Le cinéma et la vie

par Alphonse Cugier
Publié le 23 août 2019 à 19:25

Un adolescent (Patrice Robin né en 1953) regardait à la télévision « Cinq colonnes à la Une » et quittait un bourg des Deux-Sèvres pour l’Afghanistan, la Chine, la Yougoslavie, le Brésil, le Japon... Au début de 1999, le Groupement de cinéma projette une rétrospective des films de Robert Kramer, impliqué dans la vie politique (combat en faveur d’une réelle égalité des droits civiques pour les Noirs et contre l’agression américaine au Vietnam). Patrice Robin qui le rencontre pour en établir le programme avait découvert dans les films du réalisateur américain la part d’engagement qu’il voulait concrétiser en parcourant le monde pour en témoigner.

Visions du réel

Points de départ et Trajets , ces ouvrages parus en 2001 ont saisi l’ampleur de l’œuvre de Kramer qui agit comme un miroir de l’itinéraire de Patrice Robin. Walk the walk en relation avec la fin de son couple, Doc’s Kingdom avec son arrivée dans le port du Havre qui « dialogue avec celui de Lisbonne » qu’un docteur, quittant les Etats-Unis, rejoignait pour y travailler dans un hôpital, Route One USA , carnet de route de New York à Miami (rencontre d’anonymes des zones urbaines et rurales) mêlant l’Histoire, le social et le politique. Ces films vécus dans l’instant comme s’il venait de les visionner, font revenir au présent les rêves du « partir » de l’écrivain et lui rappelle ses contacts chaleureux avec les ouvriers des chantiers navals et les militants d’associations culturelles, puis, lors de sa venue dans le Nord, ses ateliers d’écriture auprès d’adolescents ayant abandonné l’école.

Le parti pris de la vie

Patrice Robin tresse ensemble les films de Kramer, ses propres lectures, ses souvenirs et leurs engagements respectifs. Un véritable transfert s’opère entre le cinéaste et l’auteur qui tissent et retissent les liens sociaux, réinsufflent le vivre-ensemble, réconcilient le doute et l’espoir. Robert Kramer a conforté le regard de l’auteur : une manière de se mêler au monde, à la variété des visages et pouvoir ainsi créer des films et des romans justifiant leur ambition de cinéaste et d’écrivain. Une même approche de « gens de peu » car ce que ceux-ci disent n’intéresse nullement la classe dirigeante, toutes les politiques publiques laissant en friche leurs capacités d’expression qui pourraient accroître leur pouvoir d’agir.

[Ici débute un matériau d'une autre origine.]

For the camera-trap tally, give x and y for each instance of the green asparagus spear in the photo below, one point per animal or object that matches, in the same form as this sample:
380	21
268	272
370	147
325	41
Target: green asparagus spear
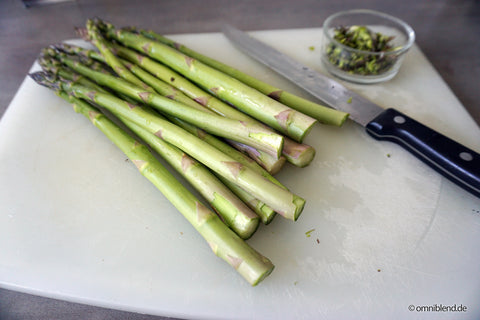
296	153
279	199
243	226
224	242
269	111
270	163
241	131
321	113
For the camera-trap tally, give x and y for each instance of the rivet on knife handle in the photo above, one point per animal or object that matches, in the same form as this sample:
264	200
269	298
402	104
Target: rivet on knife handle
453	160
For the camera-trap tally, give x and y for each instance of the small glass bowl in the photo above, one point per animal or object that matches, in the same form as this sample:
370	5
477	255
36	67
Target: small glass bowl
361	66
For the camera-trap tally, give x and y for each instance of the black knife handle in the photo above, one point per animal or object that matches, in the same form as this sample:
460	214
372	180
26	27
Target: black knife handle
454	161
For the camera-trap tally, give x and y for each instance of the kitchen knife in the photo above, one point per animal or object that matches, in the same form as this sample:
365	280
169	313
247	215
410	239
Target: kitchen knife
453	160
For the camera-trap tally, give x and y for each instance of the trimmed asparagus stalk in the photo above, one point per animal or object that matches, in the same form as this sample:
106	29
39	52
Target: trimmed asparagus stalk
321	113
279	199
97	39
233	211
265	213
270	163
269	111
298	154
241	131
253	266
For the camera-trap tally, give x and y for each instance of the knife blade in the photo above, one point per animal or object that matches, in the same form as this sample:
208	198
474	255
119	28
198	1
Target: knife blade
454	161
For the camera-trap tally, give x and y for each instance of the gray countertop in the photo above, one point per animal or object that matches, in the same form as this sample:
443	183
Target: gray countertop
447	32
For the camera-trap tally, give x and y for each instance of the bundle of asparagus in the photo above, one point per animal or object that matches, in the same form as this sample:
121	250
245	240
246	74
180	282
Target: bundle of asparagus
181	109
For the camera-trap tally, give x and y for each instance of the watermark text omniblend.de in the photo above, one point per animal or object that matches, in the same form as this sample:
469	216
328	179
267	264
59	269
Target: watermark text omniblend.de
438	308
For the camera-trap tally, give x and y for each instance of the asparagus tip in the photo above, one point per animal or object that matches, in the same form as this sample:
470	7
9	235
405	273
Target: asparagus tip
45	79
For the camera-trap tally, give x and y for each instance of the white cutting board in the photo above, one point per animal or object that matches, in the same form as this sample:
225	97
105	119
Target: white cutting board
78	222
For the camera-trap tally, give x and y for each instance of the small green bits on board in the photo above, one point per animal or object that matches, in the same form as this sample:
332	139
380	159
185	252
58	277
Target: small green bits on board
370	59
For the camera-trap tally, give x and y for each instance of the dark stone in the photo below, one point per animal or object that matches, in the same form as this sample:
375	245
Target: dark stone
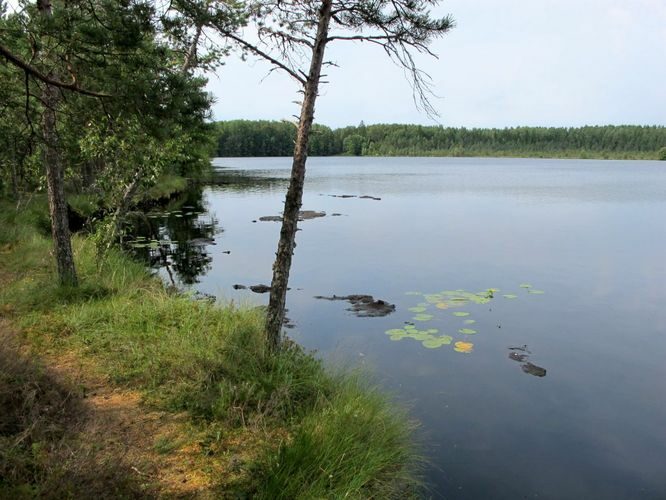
535	370
364	306
517	357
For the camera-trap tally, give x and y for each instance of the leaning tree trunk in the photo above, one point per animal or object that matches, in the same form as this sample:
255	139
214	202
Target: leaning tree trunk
55	179
293	200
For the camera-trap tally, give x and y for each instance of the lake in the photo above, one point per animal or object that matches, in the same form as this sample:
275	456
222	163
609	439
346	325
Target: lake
553	389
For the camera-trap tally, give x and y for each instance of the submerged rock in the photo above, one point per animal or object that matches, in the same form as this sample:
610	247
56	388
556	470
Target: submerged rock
517	357
364	306
535	370
302	215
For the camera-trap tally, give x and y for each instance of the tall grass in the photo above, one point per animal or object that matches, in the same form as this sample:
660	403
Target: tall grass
340	438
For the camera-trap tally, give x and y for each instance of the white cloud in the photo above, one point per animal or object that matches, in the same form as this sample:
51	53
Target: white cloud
546	62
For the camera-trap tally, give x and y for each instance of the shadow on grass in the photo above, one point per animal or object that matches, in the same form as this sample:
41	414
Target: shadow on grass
42	450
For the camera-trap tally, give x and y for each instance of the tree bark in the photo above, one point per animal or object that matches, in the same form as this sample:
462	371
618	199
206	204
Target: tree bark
55	179
294	197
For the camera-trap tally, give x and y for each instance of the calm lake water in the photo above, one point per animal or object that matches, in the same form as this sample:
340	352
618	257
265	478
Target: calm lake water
588	234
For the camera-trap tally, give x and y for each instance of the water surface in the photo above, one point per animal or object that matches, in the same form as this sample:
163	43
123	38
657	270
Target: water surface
589	234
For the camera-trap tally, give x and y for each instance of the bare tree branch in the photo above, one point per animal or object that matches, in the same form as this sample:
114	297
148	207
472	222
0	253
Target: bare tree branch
34	72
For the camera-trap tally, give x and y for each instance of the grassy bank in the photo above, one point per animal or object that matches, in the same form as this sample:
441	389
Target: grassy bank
265	426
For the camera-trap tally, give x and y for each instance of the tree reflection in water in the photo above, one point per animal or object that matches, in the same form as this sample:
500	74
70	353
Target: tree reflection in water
175	238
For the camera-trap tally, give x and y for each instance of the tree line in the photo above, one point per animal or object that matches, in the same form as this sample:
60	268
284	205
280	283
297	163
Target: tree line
274	138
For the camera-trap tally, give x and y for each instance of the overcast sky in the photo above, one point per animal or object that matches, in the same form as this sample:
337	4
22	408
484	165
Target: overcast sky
506	63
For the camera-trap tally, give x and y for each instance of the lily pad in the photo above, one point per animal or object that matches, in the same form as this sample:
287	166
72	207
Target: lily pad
435	342
417	309
464	347
423	317
431	343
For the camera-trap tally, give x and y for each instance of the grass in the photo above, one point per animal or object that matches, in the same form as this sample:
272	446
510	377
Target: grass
321	434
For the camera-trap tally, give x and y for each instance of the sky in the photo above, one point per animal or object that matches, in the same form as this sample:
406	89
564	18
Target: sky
506	63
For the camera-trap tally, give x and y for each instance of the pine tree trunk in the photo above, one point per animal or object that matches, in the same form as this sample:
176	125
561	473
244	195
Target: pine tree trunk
55	179
293	200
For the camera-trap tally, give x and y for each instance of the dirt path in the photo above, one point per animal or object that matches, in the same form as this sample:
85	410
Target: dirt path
101	441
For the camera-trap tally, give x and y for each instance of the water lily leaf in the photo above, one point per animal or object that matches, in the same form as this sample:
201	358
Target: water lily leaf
465	347
423	317
432	343
417	309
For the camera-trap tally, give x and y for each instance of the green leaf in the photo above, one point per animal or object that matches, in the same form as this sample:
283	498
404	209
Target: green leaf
417	309
423	317
431	343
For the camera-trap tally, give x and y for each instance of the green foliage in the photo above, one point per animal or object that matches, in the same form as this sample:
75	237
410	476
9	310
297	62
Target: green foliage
347	439
261	138
270	138
354	445
661	154
353	145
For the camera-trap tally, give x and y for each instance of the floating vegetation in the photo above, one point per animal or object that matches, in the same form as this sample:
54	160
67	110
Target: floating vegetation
423	317
443	301
464	347
417	309
467	331
427	337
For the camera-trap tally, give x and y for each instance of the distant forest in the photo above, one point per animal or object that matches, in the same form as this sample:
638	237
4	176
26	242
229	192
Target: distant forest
275	138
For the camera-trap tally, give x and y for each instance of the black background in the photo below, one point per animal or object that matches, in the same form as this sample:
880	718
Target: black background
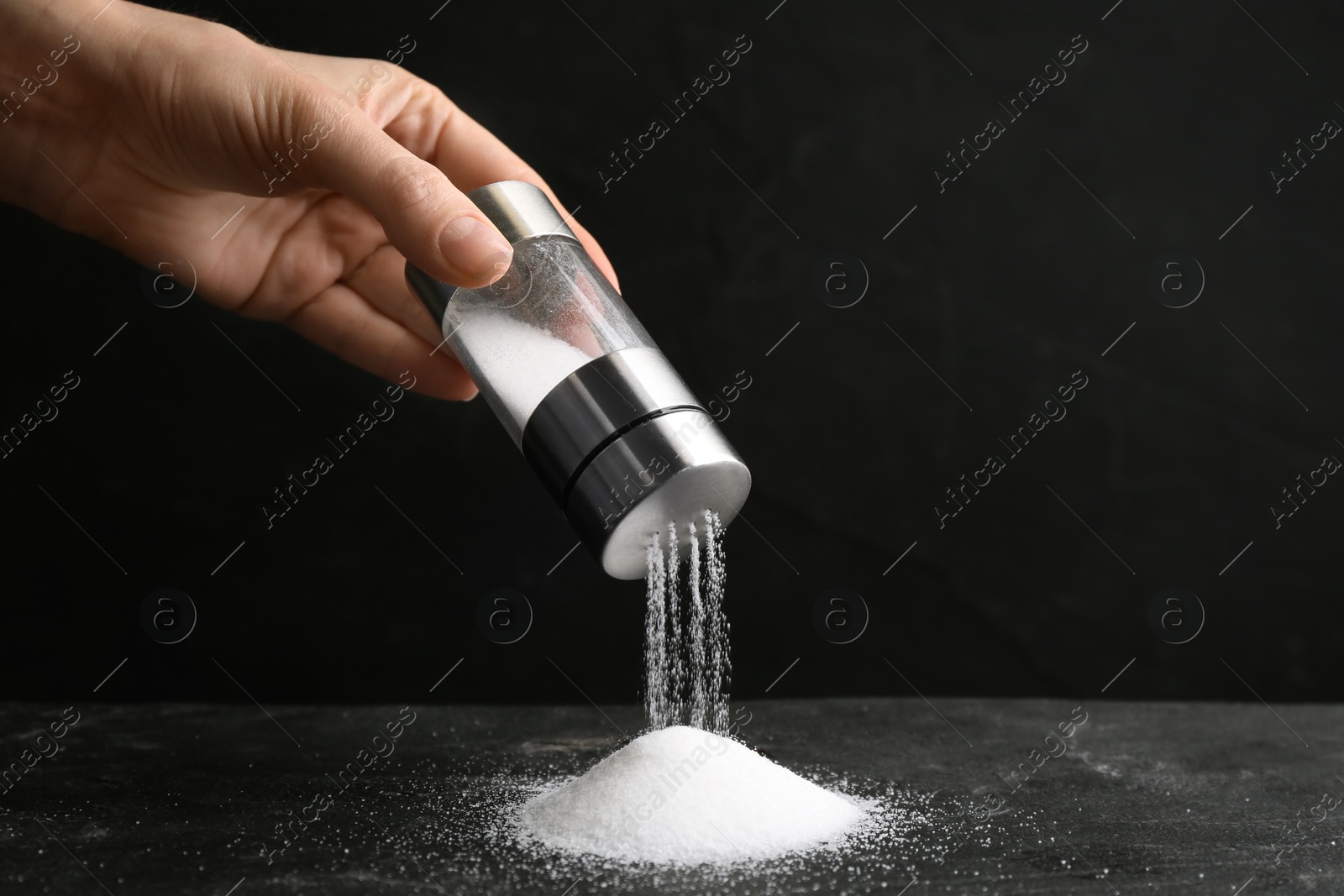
1005	284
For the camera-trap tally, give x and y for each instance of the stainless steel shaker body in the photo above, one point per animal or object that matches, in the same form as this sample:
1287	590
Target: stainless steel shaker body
597	410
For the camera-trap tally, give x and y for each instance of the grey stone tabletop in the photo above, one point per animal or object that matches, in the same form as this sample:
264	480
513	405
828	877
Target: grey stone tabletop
974	797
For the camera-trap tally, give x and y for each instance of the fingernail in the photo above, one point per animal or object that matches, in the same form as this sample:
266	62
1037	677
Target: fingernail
475	248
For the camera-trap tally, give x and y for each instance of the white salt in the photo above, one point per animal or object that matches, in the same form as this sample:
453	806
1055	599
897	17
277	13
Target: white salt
522	363
683	795
685	638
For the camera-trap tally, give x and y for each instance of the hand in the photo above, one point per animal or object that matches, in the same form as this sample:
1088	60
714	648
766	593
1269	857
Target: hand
156	128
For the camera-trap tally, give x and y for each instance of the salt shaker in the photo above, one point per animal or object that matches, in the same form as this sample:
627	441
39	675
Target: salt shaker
597	410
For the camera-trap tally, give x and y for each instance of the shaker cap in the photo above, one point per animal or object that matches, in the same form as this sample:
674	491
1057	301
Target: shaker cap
521	210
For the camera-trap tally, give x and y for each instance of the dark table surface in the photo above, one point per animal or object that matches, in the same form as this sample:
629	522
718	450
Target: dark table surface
1167	797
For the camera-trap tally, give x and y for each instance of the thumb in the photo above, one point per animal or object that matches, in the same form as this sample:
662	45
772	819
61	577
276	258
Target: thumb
425	217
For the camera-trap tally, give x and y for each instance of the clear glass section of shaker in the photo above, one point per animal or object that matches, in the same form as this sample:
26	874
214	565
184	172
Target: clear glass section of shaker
550	315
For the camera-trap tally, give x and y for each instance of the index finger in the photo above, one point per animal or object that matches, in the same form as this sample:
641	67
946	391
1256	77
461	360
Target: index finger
472	156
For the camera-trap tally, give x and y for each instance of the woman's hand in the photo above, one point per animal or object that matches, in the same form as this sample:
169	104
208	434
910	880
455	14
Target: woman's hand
158	128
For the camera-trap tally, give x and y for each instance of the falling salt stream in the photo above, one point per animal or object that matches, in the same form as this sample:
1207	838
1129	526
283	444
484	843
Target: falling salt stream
685	649
685	792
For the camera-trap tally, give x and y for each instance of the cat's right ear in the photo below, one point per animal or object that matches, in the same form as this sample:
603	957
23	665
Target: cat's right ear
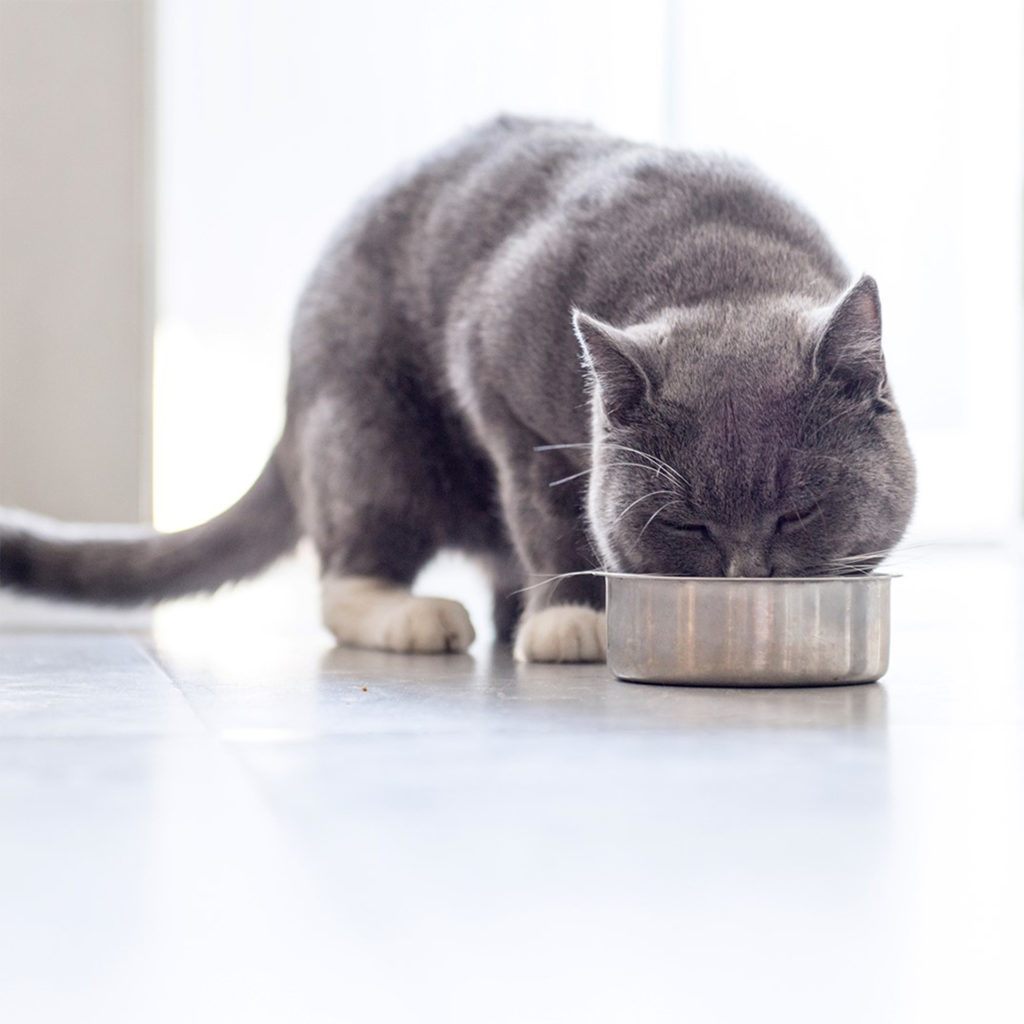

Patrice Robin leur est resté fidèle politiquement bien qu’étant éloigné culturellement de leur milieu, il peut prendre à son compte ce dit Annie Ernaux : « Je suis traversée par les gens, leur existence » . Il dit aussi « Je » mais ce « je » n’a rien à voir avec l’étalage de soi, cette tyrannie du paraître qui alimente Facebook, Twitter... Il y a dans cette avancée de l’intime une simplicité d’écriture, un retrait du style au profit d’un pacte de vérité qui offre au lecteur ce que la réalité a imprimé en lui.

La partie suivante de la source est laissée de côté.